Listen to this story:
ROME – The New Year is off to a rocky start for parliamentarians in the tiny European nation of Liechtenstein, who are currently in a standoff with the country’s lone Archbishop, Wolfgang Haas, over the recent passage of a bill legalizing same sex marriage.
In December, Haas announced via the official bulletin for the Archdiocese of Vaduz that he was cancelling a high-profile Mass, called the “Holy Spirit” service, which is traditionally held at the opening session of parliament, called the Landtag, at the beginning of a new year. The reason for the cancellation was parliamentary support for the country’s “marriage for all” motion.
The Mass is usually attended by legislators and members of the government.
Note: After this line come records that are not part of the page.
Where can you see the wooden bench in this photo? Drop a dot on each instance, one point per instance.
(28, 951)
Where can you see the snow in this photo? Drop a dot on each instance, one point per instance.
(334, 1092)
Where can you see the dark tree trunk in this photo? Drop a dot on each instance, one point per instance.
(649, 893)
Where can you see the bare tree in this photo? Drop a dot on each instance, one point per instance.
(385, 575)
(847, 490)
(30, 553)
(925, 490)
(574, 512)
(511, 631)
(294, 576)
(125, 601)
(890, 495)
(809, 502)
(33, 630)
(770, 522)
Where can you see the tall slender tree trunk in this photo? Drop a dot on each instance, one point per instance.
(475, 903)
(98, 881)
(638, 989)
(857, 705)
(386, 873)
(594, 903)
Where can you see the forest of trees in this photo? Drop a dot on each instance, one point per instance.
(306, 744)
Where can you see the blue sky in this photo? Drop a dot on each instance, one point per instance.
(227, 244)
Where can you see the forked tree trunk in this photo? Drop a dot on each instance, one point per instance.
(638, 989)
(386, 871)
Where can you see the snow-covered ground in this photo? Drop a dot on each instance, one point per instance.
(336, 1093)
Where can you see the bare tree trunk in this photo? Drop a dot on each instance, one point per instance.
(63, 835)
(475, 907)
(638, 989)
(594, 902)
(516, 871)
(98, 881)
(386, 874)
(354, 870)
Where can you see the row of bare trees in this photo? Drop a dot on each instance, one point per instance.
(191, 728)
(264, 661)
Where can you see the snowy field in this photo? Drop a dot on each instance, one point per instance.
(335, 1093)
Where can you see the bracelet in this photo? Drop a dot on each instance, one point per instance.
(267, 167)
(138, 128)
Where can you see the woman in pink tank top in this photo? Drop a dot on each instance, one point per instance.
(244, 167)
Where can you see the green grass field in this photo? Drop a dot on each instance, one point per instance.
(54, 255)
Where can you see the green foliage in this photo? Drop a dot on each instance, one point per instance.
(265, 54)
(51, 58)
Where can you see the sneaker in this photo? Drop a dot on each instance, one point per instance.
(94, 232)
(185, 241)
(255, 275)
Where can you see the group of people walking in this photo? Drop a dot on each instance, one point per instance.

In a statement published in archdiocesan bulletin Vobiscum, Haas lamented that parliament, “all of whose members belong to the Catholic Church,” voted to pass the bill.
“The vast majority of members of parliament transmitted to the government the motion requesting the drafting of a bill, despite, and in contradiction to, the requirements of reason and the law, and therefore voted in favor of the introduction of this pseudo-marriage,” Haas said in the statement.
Same-sex marriage, he said, “runs counter to natural sensibility, to natural law in accordance with reason and, in particular, to the Christian concept of the human being.”
For this reason, he said, “the time has come to give up the so-called ‘ceremony of the Holy Spirit’ for the opening of the sessions of the Landtag, because such a liturgical celebration no longer has any meaning with regard to the parliamentary behavior of the great majority of our Landtag deputies in an essential matter of Christian ethics.”
Haas, 73, is widely known as a conservative prelate known for his controversial positions, including his refusal last year to launch a national synodal consultation process as part of Pope Francis’s multi-year Synod on Synodality, aimed at giving laypeople a more prominent voice and creating a more dialogical church.
In an October 2021 statement, Haas said he did not believe the synodal reflection was necessary for his archdiocese, and that the process risked creating “ideological division” in the church.
Referring to the Vademecum for the Synod on Synodality, an official manual for the process, Haas said the document itself outlines the role of the bishop “as listening” and not engaging “in big discussions and long debates.”
Haas’s decision to cancel the Holy Spirit Mass for parliament comes after a months-long showdown over the bill in which he has repeatedly snubbed politicians associated with the bill and with community Pride celebrations.
Over the summer, he withdrew from a formal dinner appointment with the Mayor of Schaan, Daniel Hilti, over Hilti’s decision to attend the municipality’s very first Pride festival, which was also attended by young Catholics sympathetic to the LGBTQ movement.
It is reportedly a tradition for the parishes of Liechtenstein to invite the mayor to lunch after their confirmation, however, this year Haas bailed due to their “differing ideas” on the Pride celebrations.
Several months later, when parliament met to discuss the Marriage for All bill in September, Haas issued an initial statement lamenting the decision of a majority of PMs to introduce the bill and warned that “such legal institutionalization is unacceptable for the Catholic Church, both for genuine reasons of common sense and for its doctrine of faith based on divine revelation.”
Haas said he had shared publications from the Vatican’s Dicastery for the Doctrine of the Faith on same-sex marriage with parliament, insisting that when it comes time to vote, “the Catholic parliamentarian has the moral duty to express clearly and publicly his opposition and to vote against the bill.”
“Giving voice to such a harmful piece of legislation for the common good of society is a gravely immoral act,” he said.
Parliament passed the motion during a November session, prompting Haas to issue his statement cancelling the Holy Spirit Mass for the opening session of parliament in the new year, saying the vote to draft the bill shows “once again how necessary it is, in terms of religious credibility, to oppose any form of public or institutional ecclesiastical dressing and to avoid it.”
“Experience shows that the consequences of immoral behavior are catastrophic,” he said, saying the introduction of the bill, “with all the excesses that it implies, will lead to breaking of moral barriers, especially in the field of education,” which he said can already be seen in countries where attempts have been made to include so-called gender theory into school curricula.
Haas appealed to the national constitution, saying “the legal assimilation of a life partnership” to the Catholic institution of marriage is “contrary to the Christian foundations in the national constitution of Liechtenstein,” and is therefore unconstitutional.
He closed voicing hope that “on the ground of the new fundamental law of the state, a new salvation and a rich blessing will flourish for my people and my country from the old collaboration between the state and the Church, which has proven itself and which must continue to be cultivated under the protection of God.”
According to the local publication Liechtensteiner Vaterland, the Vatican’s nuncio to Switzerland and Liechtenstein, Archbishop Martin Krebs, has refused to get involved in the standoff, saying it is up to Haas and MPs to resolve the conflict, and that “I see no basis for the Holy See to intervene.”
However, when it comes to the debate, “If someone has a different opinion at the political level, also on LGBTQ issues, then that should be respected,” he said.